Secondly, they feed on anything and thrive everywhere, whether or not there is a feedlot within twenty miles. They live on discarded plastic, their appetite is never abated by heat, their fevered procreation continues in the coldest weather, they bite savagely.
Finally, they are opportunistic in the extreme, intruding themselves into your home or personal conveyance by clinging to your buttons or shoelaces. They assault one, singly or in numbers, whether frontally, dorsally or laterally. They drive out every other living form. When they are finally and lethally swatted they merely flatten themselves into the thickness of a few microns, then buzz off again, perfectly unscathed, when the swatter is lifted. Quod erat demonstrandum, I concluded. If I didn't know better I'd say they were the devil's own work.
But you are too hasty, my friend, purred Zeno. They evidently don't drive away the cattle. Only, I replied, because it's Kansas. Cows are everywhere already, they nearly outnumber the flies, at least in sheer biomass. But tell me, I asked him, what your own thesis might be on the persistence, prevalence and permanence of the feedyard fly.
He took a sip of armagnac, paused, set his snifter on the little stand beside his wicker chair, looked into the autumn foliage and smiled. It's really quite simple, my friend. There is, to put it succinctly, a creator. Or, if you wish, a Creator.
"I'll make 'em too small to hit but big enough to cuss."
Pray tell, I said. You interest me strangely. I, for one, cannot believe my ears. You of all agnostic souls?
Well, simply put, Zeno continued, you are doubtless aware of some of the rather shabby arguments employed by the intelligent design contingent. The usual chestnut is the so-called argument from
"irreducible complexity" - certain biological structures are too complex and appeared suddenly in the biological continuum without any apparent structural antecedents. So it must have been some designing mind at work. A creator, in brief.
But surely, I squeaked, just short of expostulation. You can't believe that?
No, no, old chap, Zeno chuckled. I may have my secrets, but surely that belief is not among them. All in all it's very weak as an argument, easily discredited on the evidence. But I do subscribe to a variation of the argument. Call this lame version the Argument from Irreducible Complexity - some physiological thingummy is composed of well-matched, interacting parts, all
contributing to some basic function such that the removal of any one of these
parts must cause the said appurtenance to effectively cease functioning. Rubbish as biology goes, ditto for theology. But consider the Argument from Inexplicable Malignancy.
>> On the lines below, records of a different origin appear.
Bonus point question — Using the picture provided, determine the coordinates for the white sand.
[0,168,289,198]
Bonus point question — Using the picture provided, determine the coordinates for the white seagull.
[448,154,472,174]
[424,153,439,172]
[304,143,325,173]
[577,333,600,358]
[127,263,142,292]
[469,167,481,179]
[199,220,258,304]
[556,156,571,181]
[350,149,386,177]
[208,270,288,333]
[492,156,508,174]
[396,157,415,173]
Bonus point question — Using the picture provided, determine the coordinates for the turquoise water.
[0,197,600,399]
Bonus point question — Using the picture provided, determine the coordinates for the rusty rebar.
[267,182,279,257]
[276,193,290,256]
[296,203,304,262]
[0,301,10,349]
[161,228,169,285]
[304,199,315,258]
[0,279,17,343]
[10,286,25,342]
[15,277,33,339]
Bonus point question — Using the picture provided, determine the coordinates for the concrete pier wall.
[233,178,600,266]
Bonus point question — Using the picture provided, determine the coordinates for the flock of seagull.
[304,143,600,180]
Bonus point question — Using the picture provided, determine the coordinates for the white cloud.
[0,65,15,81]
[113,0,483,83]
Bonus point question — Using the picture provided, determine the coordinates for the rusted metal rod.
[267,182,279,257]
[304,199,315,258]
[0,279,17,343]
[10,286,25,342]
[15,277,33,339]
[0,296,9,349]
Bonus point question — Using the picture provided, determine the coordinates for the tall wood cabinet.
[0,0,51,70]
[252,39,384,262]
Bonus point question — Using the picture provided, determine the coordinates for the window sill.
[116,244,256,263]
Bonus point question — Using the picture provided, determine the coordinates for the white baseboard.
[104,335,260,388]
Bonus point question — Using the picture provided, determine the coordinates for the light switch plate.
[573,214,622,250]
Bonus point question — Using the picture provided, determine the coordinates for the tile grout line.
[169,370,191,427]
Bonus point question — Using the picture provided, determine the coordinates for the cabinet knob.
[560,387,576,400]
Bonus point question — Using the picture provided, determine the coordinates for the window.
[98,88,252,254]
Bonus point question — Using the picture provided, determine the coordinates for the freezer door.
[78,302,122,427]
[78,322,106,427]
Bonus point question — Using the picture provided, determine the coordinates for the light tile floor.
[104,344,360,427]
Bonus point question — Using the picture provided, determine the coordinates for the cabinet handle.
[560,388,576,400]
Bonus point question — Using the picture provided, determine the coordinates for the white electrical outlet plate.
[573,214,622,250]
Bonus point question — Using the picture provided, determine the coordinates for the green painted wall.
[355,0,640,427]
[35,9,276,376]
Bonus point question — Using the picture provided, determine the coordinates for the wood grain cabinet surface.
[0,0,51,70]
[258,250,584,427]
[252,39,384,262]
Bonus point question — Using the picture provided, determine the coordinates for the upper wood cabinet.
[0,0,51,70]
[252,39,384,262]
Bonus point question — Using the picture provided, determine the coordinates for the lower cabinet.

Say more, I implore you. Limn it for my impoverished intellect.
Only that the creature you have described and with which I am distantly acquainted, this
musca bovinensis domestica, cannot have been the result of any natural process, but could only be the creation of a malicious and utterly humorless creator. The malevolence of such a being, creator and creature both, towards the sentient universe is completely unaccountable, yet pure and unswerving. How else account for them? I rest my case.
So you really do believe there must necessarily be a God? I mused aloud.
Ah, he said, I spy a drop remaining in that flask at your elbow.